1) Modify the Server KeepAlive settings.
KeepAlive
The Keep-Alive extension to HTTP/1.0 and the persistent connection feature of HTTP/1.1 provide long-lived HTTP sessions which allow multiple requests to be sent over the same TCP connection. In some cases this has been shown to result in an almost 50% speedup in latency times for HTML documents with many images. To enable Keep-Alive connections, set KeepAlive On.
KeepAliveTimeout
The number of seconds Apache will wait for a subsequent request before closing the connection. Once a request has been received, the timeout value specified by the Timeout directive applies.
Setting KeepAliveTimeout to a high value may cause performance problems in heavily loaded servers. The higher the timeout, the more server processes will be kept occupied waiting on connections with idle clients. Setting the timeout period too high may impact performance on high-traffic servers because the number of open TCP/IP connections can grow very large.
We recommend having the KeepAlive setting On and the KeepAliveTimeout setting as low as 1-2 seconds.
In our situation where multiple images, and MySQL requests where being made, we found that this dramatically increased the speed for the end user and also decreased server CPU usage.
MaxKeepAliveRequests
MaxKeepAliveRequests defines the maximum number of requests that may be serviced using a single TCP/IP connection.

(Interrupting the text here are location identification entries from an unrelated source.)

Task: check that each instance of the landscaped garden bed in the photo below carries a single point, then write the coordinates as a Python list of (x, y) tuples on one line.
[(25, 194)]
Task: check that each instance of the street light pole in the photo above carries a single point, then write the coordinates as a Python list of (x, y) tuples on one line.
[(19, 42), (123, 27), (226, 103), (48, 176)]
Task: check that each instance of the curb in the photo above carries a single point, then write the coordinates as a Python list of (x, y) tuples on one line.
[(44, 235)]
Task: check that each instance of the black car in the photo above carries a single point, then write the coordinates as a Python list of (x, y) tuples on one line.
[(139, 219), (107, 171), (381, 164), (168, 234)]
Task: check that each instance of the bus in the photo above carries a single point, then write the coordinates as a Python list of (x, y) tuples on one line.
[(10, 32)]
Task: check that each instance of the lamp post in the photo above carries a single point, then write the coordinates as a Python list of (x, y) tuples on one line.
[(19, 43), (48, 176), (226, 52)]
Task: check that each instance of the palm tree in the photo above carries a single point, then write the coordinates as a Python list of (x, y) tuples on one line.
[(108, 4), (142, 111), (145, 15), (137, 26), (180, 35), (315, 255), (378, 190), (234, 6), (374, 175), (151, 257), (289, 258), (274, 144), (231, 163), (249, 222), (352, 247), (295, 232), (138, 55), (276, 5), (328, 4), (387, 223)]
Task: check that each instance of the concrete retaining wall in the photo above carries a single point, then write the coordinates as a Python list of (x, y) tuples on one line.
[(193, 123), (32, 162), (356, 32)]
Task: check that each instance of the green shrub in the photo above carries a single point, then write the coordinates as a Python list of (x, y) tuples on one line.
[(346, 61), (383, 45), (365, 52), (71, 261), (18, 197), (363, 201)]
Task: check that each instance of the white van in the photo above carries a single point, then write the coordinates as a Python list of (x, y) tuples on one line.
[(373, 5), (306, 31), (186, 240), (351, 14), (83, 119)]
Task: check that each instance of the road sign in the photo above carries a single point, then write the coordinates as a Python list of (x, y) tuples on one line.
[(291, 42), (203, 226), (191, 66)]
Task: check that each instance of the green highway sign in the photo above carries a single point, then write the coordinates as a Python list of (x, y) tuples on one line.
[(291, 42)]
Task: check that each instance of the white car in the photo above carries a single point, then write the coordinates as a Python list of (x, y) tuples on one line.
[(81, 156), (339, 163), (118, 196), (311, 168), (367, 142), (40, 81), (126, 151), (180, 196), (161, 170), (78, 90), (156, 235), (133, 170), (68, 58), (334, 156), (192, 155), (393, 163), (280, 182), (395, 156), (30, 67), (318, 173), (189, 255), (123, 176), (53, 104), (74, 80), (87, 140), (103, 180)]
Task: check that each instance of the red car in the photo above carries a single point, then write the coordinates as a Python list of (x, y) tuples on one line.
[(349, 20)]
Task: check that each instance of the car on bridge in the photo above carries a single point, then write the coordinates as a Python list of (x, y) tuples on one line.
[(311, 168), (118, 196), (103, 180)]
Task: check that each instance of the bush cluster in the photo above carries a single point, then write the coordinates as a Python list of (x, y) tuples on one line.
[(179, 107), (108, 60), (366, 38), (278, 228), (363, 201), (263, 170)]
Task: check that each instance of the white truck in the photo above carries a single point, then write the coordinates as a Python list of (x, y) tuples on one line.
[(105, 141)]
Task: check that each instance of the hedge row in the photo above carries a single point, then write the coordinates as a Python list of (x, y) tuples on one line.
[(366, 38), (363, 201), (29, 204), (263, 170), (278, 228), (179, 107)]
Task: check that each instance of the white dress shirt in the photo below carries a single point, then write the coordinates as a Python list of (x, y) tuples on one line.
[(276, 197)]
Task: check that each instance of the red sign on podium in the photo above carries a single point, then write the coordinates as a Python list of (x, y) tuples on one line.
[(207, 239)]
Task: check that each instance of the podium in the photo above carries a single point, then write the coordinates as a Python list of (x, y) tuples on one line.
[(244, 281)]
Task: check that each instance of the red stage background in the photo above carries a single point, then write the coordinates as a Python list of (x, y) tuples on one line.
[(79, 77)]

This is only relative if KeepAlive is On. It is also important to set a reasonable limit on this to help reduce the impact of some denial of service attacks on the server.
If may take a little bit of tweaking and testing to get the right amount for the MaxKeepAliveRequests for your server environment.
Results
Immediately after changing a few of these settings on the server the site’s load time had dramatically increased as well as reducing the server loads.